Aquí, desde el concepto de utopía nos avisa del reto que tenemos de des-atraparnos del discurso dominante, un decir que no sabemos cómo se nos ha metido en el cuerpo, en la sangre, en la mente, y que ahora, sin tener consciencia de ello, nos dice cómo vivir cómo pensar, y por tanto, no podemos enfrentar, porque más que hablarnos sobre la realidad, ya la creemos la única realidad, y ahí quedamos prisioneros, sintiendo que no hay más que hacer, lamentándonos de nuestra suerte, sin recursos para enfrentarlo. Y nos dice que si exploramos este concepto, si aprendemos a verle lo contenido y lo por contenerse en él, nos puede ayudar a re-colocarnos, a entender la historia que vivimos, más que resultado único, como un acontecer, que la historia se vive en tiempo presente pero es resultado de diversos pasados, que dan resultado a lo que sucede, y así como viene sucediendo ésto, podría suceder algo diferentes si somos capaces de mirada larga, de reconocer umbrales de futuros de los que sí podríamos hacernos cargo, dando en el tiempo abierto de la historia por venir, nuevas circunstancias. Por tanto, la utopía no es un contradiscurso, NO, el sujeto utópico nunca será alguien opositor, reaccionario, negativo, pesimista. No, el sujeto utópico, es ese capaz de aprender a vivir en su real-realidad, mirando su matriz cultural, pensándola, reconociéndose en ella, y en esta lectura, mirar también futuros que lo liberan de tal atrapamiento, y apasionado por lograr su autonomía, se lanza hacia esos nuevos contenidos de realidad que intuye y sabe que urge potenciar, y construye la voluntad de explorarlos con lucidez, encantamiento de mundo para encaminarse hacia sus destinos posibles…
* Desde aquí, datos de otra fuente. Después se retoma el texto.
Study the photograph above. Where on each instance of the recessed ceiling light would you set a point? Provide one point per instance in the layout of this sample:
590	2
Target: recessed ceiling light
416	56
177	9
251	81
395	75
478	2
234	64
Definitivamente, me declaro zemelmaniana, sigo en el reto de aprender más de Hugo Zemelman, de entender cada vez mejor y desde mi campo profesional sus planteamientos, en especial este problema que dejó abierto ¿cómo rescatar al sujeto de la cárcel de la realidad? donde entiendo que nadie rescata a nadie, sino que será el mismo sujeto quien se autorescate de sí mismo, que le exige osadía intelectual y pasional, y como educadores, nuestro reto es contribuir a esta tarea tan personal, tan social, lo cual no es fácil, es muy muy compleja, pero necesaria de abordar.